The determination of MNPs in blood treated with proteinase K with/without magnetic field collection
MNPs at different concentrations in 300 μl of saline were mixed with 30 or 300 μl of mouse whole blood and replenished with saline to the final volume of 600 μl. Aliquots were treated with/without 3 μl of proteinase K, 20 mg/ml, to the final concentration of 100 μg/ml under 55°C to 65°C for 0.5h and centrifuged at 14,000 rpm for 5 min. The 200 μl of the supernatant was mixed with 400 μl of saline to check whether Fe3O4 remained after centrifugation. The precipitate was washed with 0.6 ml saline, centrifuged two times and suspended in 600 μl of saline. Each sample was added with 80 μl 6N hydrochloric acid and boiled for 10 min. After cooling in a water bath at room temperature, the solutions were colorized with 80 μl 5M KSCN, and their A480 were measured.

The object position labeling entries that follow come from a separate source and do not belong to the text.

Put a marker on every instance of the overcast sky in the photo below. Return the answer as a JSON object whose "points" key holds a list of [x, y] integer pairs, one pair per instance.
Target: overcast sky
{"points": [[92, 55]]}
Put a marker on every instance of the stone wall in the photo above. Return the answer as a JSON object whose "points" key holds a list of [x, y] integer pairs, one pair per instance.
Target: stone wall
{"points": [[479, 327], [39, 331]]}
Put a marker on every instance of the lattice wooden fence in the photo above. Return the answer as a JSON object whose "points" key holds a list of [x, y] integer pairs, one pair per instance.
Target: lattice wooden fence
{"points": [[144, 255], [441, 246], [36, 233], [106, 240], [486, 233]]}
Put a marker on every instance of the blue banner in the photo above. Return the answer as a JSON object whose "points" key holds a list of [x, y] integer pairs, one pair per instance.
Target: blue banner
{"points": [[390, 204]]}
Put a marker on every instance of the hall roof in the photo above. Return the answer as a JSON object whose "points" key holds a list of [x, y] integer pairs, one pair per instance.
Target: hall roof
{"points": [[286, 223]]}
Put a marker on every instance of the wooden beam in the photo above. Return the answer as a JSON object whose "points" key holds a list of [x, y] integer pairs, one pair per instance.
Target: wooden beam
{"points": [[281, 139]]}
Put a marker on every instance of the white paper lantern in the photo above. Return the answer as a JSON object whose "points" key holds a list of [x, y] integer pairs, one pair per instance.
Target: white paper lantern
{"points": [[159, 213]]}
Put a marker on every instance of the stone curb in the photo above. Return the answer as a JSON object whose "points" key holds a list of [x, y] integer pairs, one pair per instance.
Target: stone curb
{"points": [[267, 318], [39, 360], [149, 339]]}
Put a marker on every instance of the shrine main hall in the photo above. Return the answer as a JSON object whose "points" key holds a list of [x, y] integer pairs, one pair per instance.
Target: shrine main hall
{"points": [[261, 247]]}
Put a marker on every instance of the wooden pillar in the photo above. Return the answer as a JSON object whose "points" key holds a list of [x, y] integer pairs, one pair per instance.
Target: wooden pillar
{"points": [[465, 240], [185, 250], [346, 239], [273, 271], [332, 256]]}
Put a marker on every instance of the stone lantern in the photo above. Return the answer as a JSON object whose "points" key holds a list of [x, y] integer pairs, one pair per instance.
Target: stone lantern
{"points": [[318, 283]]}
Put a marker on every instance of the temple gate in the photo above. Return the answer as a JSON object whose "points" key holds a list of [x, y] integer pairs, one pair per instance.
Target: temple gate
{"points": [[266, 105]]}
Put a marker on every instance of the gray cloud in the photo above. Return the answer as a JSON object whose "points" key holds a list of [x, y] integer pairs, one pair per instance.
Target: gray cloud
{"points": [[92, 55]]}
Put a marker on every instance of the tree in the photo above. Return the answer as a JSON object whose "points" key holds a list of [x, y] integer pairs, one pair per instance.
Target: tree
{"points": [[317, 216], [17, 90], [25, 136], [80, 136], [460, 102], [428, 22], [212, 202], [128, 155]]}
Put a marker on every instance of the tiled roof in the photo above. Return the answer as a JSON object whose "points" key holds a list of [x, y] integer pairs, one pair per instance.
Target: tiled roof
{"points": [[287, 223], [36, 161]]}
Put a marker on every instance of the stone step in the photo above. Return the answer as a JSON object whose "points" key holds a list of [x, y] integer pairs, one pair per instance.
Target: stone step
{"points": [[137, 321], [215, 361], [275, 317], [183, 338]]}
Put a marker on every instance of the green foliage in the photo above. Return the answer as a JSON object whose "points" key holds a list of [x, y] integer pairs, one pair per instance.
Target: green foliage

Using magnetic field to separate MNPs from the endogenous iron followed by carbonation to ruin ferric ions binding groups
Being a standard, 300 μl of MNPs at 40 μg/ml in saline was diluted with 200 μl of saline, acidified with 500 μl 2N hydrochloric acid, and colorized with 120 μl 5M KSCN. The same aliquots of MNPs, 300 μl in saline, were respectively mixed with 200 μl of saline and 200 μl of saline containing 50% mouse blood. The crucibles containing these solutions were put on a magnetic field, and the MNPs were collected and washed two times with saline. The precipitates could be directly acidified with 1 ml 1N hydrochloric acid or carbonized in a muffle furnace at 420°C for 2 h, cooled to room temperature, and then be acidified. After acidification at 100°C for 10 min and cooling to room temperature, all the samples above were replenished and colorized with 120 μl 5M KSCN. Using the same procedure, MNPs mixed in the mouse tissue homogenate was collected and determined. The collected ratio was calculated and compared with the result of the MNPs in saline.
Determination of MNPs in the blood of mice treated with MNPs by intravenous injection
CD-1 mice were i.v.-administrated with MNPs at a dose of 7.5 mg/kg. At different time points after MNP treatment, the whole blood was collected in heparin-coated tube. In a crucible, 0.1 ml of whole blood was mixed with 0.9 ml of saline, and MNPs were collected and washed two times with saline accompanied with magnetic field separation. The collected precipitates were carbonized as before. The residues were suspended in 0.5 ml 1N hydrochloric acid and colorized with 60 μl 5M KSCN. The concentration of ferric ions was calculated, referencing with ferric chloride standard with attention on the volume used.